The molecular connections between insulin resistance and Alzheimer's pathology are specific and multiple. First, insulin normally promotes the non-amyloidogenic processing of amyloid precursor protein — the pathway that does not produce the amyloid-beta fragments that aggregate into plaques. Impaired insulin signaling shifts processing toward the amyloidogenic pathway, increasing amyloid-beta production. Second, insulin signaling normally inhibits GSK-3β, a kinase that phosphorylates tau. When insulin signaling is impaired, GSK-3β becomes overactive, increasing tau hyperphosphorylation and neurofibrillary tangle formation.

Third, insulin-degrading enzyme (IDE) — which degrades both insulin and amyloid-beta — is competed for between its two substrates. In states of hyperinsulinemia, elevated insulin may competitively reduce IDE's capacity to clear amyloid-beta, allowing it to accumulate. This specific mechanism — where the chronically elevated insulin of insulin resistance impairs the brain's amyloid clearance — is one of the more direct proposed links between metabolic dysfunction and Alzheimer's pathology, though its relative contribution in humans is still being investigated.

What the Evidence Doesn't Establish

The 'type 3 diabetes' terminology is not universally accepted, and for good reason: it implies a degree of certainty about causality that the evidence does not yet fully support. Alzheimer's disease is multifactorial — genetics (particularly APOE4 genotype), age, vascular health, inflammation, and other factors all contribute, and the relative weight of brain insulin resistance as a causal driver versus an associated feature remains an active area of research. Clinical trials testing insulin sensitizers as Alzheimer's treatments have produced mixed results — some benefit in subgroups, no consistent benefit across all patients.

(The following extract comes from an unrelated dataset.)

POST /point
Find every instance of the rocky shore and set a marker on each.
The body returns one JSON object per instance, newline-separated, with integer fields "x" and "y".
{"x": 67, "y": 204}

What the evidence does support with reasonable confidence is: there is a specific, mechanistically plausible biological relationship between insulin signaling and Alzheimer's pathology; people with type 2 diabetes have meaningfully elevated Alzheimer's risk that is not fully explained by shared risk factors; and the [epigenetic changes](/blog/your-lifestyle-changes-your-gene-expression) driven by metabolic dysfunction may compound the damage at the gene expression level; and the metabolic drivers of insulin resistance — poor diet, physical inactivity, sleep disruption, [chronic stress](/blog/chronic-stress-shrinks-your-brain) — are modifiable in ways that reduce both metabolic and potentially neurological risk. Understanding [why traditional diets fail](/blog/why-diets-fail-metabolic-adaptation) is important context for addressing these drivers sustainably.

What You Can't Unsee

The brain is not metabolically isolated. It is an insulin-sensitive organ with insulin receptors throughout, performing insulin-dependent functions that include the regulation of the very proteins — amyloid-beta and tau — that define Alzheimer's disease. The epidemic of insulin resistance that manifests as type 2 diabetes in the body may be manifesting as something analogous in the brain — with consequences that take decades to become clinically apparent but that begin at the molecular level much earlier. Whether or not 'type 3 diabetes' becomes accepted nomenclature, the underlying biology is real, the risk association is documented, and the modifiable drivers are the same ones that affect metabolic health everywhere else in the body.